Across Premium Partner client accounts that have selected the “Income” Australian equity option, we have bought CCL. CCL is one of the largest bottlers and distributors of non-alcoholic and alcoholic ready-to-drink beverages in the Asia Pacific, and one of the world’s larger bottlers of The Coca-Cola Company (“TCCC”) range.  As both brand partner and brand owner, the company’s product range includes carbonated soft drinks, spring water, sports and energy drinks, fruit juices, iced tea, flavoured milk, coffee, tea, beer, cider, spirits and SPC packaged ready-to-eat fruit and vegetable snacks and products. Currently, CCL operates in Australia, Fiji, Indonesia, New Zealand, PNG & Samoa.

We are positive on the medium-term outlook for CCL for the following reasons:

  •  A new agreement with TCCC provides greater flexibility to innovate and compete in higher growth categories
  •  The domestic non-alcoholic ready to drink market is still growing, mitigating the need for irrational price competition
  •  Indonesia remains an attractive long-term growth opportunity with the company very underrepresented in the two largest drinks categories
  •  Modern competitive low-cost production capacity offers the potential for fixed cost operating leverage from increasing volumes
  •  It offers both a strong balance sheet and cash generation, enabling a sustainable high dividend payout ratio
  • Opportunities exist for further property divestments which will help offset accelerated investment costs

We do recognise that Coca-Cola Amatil is not without its challenges, primary amongst those is a product mix disproportionately skewed to sugary carbonated soft drinks which continue to face challenging demand conditions and declining volumes. Other challenges include the uncertain impact from the roll-out of the container deposit scheme (“CDS”) domestically, short-term economic headwinds in Indonesia which is pressuring overall industry volume trends and accelerated investment spend to help drive growth and improve price competitiveness which will weigh on near term earnings.

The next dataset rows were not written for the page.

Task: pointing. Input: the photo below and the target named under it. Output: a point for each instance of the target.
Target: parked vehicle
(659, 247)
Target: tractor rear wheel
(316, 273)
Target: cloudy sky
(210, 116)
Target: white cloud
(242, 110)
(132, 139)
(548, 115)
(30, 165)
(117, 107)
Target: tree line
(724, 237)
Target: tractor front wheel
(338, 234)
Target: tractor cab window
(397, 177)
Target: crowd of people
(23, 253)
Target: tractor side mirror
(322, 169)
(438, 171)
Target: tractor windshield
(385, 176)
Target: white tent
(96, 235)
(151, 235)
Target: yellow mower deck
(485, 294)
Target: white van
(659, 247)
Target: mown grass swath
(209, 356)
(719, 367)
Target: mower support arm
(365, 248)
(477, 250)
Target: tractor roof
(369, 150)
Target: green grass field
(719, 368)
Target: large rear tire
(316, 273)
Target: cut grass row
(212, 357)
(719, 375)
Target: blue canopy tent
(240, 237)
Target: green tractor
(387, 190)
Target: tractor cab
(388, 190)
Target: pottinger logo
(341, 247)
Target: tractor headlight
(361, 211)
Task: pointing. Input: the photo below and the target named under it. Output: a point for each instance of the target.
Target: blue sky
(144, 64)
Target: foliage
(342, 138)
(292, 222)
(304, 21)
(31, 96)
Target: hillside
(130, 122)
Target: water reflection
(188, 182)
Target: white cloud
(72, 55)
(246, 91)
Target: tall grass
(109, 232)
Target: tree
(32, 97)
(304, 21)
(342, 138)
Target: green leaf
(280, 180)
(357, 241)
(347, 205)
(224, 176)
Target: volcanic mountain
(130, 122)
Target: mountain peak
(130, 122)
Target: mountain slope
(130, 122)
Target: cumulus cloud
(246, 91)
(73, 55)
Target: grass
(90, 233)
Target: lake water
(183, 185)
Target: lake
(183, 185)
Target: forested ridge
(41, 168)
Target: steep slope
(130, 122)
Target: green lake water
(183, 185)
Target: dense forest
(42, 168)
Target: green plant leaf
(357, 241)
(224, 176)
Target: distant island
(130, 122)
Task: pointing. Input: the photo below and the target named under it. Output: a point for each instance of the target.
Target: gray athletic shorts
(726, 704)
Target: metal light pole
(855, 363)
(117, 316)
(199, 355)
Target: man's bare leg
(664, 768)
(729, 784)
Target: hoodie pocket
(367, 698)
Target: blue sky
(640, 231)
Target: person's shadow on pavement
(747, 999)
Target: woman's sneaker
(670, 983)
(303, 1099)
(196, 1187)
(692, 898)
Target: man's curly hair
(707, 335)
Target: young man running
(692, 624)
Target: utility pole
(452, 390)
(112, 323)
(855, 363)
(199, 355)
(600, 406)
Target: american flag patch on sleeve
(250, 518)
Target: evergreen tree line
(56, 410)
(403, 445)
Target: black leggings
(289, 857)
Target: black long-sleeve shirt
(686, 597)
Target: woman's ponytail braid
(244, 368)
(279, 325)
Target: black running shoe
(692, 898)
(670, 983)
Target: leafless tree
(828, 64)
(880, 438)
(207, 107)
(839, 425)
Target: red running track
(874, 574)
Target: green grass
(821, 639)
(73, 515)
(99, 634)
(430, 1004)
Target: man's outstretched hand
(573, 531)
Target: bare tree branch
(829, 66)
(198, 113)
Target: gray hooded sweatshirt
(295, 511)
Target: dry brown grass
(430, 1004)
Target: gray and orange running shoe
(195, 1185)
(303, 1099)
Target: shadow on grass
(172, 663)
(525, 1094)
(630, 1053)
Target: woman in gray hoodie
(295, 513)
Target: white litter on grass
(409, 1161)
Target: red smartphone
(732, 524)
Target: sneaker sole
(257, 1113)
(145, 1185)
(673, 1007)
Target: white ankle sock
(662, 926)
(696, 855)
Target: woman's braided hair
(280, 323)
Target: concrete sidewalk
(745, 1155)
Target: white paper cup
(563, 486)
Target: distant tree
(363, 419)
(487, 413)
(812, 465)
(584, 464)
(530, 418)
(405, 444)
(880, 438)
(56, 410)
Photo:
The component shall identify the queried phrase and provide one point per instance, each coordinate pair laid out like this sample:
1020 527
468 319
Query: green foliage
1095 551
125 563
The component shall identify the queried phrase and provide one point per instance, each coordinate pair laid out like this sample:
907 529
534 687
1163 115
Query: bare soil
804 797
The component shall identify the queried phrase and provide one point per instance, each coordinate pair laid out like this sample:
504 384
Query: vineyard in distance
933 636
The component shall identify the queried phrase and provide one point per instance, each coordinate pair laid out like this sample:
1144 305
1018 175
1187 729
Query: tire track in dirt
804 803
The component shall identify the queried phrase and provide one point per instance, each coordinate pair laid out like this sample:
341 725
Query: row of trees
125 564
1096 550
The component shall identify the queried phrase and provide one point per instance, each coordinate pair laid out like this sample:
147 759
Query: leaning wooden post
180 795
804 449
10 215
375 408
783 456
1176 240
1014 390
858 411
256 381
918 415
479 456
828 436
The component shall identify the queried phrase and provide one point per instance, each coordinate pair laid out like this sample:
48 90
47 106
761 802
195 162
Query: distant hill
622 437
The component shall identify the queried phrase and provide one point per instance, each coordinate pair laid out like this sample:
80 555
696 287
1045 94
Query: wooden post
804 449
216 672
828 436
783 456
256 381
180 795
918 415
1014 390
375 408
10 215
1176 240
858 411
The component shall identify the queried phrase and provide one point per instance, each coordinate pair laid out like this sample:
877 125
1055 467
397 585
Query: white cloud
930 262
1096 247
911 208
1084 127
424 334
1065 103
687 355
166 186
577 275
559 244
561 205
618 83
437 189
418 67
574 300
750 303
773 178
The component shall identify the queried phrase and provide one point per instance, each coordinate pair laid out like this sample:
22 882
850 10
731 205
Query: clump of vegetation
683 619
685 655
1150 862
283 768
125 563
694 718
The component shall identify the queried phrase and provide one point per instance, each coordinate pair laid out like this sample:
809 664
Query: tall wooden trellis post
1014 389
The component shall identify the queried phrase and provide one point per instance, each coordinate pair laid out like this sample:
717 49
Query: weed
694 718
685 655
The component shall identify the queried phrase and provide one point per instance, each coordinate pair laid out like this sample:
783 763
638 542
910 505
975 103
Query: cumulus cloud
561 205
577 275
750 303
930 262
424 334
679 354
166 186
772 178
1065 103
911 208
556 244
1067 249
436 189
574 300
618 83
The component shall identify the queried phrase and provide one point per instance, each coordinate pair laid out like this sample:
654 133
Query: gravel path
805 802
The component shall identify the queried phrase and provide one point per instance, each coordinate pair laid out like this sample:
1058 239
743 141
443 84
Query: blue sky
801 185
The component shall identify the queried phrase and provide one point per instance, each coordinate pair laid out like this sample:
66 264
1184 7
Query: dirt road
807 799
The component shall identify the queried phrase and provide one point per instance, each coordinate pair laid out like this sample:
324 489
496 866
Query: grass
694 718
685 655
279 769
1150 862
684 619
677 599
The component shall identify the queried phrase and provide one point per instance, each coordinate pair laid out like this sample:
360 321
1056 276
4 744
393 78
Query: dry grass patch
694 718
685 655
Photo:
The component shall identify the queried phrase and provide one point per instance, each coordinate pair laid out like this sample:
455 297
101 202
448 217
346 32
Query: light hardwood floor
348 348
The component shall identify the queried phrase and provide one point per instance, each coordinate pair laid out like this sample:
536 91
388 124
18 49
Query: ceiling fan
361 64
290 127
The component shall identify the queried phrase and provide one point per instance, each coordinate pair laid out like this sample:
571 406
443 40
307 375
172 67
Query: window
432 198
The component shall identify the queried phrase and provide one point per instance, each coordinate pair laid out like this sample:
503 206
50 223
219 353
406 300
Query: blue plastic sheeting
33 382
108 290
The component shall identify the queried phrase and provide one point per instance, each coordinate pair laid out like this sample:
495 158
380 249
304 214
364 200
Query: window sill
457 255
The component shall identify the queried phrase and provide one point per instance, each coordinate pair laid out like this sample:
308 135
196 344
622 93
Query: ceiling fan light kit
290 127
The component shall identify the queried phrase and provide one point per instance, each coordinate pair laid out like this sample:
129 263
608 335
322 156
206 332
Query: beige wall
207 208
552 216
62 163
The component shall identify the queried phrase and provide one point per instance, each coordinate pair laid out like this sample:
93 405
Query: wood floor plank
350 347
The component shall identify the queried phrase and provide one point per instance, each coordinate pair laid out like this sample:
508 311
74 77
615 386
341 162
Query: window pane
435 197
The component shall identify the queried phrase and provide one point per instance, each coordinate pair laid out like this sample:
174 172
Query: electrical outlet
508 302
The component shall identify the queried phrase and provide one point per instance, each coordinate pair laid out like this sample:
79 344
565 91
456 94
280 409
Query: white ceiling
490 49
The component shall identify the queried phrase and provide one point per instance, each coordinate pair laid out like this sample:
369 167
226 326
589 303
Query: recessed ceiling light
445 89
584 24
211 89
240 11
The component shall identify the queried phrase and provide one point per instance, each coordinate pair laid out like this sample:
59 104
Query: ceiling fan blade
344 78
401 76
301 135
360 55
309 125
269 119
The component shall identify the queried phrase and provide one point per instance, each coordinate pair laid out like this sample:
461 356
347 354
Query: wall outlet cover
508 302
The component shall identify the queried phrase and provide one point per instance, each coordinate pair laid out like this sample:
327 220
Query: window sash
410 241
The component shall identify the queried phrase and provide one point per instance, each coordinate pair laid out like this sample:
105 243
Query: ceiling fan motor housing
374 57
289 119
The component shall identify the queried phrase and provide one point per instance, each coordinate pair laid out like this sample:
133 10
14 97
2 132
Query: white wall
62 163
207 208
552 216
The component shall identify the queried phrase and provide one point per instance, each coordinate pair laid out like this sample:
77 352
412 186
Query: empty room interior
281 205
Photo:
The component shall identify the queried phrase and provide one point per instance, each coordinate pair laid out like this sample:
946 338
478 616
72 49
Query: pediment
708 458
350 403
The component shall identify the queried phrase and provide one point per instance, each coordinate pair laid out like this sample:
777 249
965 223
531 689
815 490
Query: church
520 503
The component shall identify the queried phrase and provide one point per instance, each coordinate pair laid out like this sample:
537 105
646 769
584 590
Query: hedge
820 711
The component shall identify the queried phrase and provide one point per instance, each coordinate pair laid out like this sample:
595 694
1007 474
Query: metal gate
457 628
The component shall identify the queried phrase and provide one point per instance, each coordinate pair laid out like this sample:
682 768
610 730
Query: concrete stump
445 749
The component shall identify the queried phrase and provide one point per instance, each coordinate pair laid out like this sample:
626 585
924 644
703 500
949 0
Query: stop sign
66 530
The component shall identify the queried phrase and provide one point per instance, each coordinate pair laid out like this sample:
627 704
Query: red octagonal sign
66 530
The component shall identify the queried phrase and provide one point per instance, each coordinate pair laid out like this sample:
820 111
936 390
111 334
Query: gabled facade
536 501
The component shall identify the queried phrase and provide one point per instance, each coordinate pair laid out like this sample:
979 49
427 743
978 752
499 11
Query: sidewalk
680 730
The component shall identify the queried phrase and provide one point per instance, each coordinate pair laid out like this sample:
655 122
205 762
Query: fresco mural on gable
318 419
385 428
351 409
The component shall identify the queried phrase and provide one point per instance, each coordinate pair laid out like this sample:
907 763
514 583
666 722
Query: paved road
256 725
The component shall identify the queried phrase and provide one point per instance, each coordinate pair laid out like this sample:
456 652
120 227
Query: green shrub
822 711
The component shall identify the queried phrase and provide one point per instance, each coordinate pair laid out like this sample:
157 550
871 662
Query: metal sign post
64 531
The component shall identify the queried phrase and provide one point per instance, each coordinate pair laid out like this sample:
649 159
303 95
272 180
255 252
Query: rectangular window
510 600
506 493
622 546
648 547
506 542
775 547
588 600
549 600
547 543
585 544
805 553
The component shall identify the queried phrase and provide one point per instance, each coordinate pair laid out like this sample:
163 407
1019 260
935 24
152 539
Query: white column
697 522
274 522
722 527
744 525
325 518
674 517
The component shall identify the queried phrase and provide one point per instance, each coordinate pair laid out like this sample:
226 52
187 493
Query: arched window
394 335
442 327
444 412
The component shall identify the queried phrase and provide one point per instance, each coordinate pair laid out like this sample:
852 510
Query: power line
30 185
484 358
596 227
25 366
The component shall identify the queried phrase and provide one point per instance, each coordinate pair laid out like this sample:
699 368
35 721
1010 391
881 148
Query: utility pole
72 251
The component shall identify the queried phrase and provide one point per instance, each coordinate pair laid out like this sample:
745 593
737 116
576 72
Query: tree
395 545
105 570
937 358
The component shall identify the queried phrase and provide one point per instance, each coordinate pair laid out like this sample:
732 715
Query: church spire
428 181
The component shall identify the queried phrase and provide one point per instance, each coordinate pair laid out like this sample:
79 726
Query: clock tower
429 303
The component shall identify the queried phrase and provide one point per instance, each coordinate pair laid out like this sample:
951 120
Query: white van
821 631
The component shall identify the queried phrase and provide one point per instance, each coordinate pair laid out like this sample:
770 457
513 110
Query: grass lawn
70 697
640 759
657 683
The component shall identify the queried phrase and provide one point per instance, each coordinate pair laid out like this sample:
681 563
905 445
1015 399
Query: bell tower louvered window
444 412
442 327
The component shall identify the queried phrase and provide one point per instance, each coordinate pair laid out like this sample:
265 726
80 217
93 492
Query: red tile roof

We are funding the purchase through the sale of QBE.  After a number of years of growth through acquisition QBE has in recent times had various problems with different businesses in different geographies.  Despite the potential for rehabilitation of the company outlook through the sale of businesses within their Portfolio, the recent significant cut in the dividend leads us to believe that CCL has the greater potential to deliver income returns for investors.

As always thank you for your ongoing support and trust.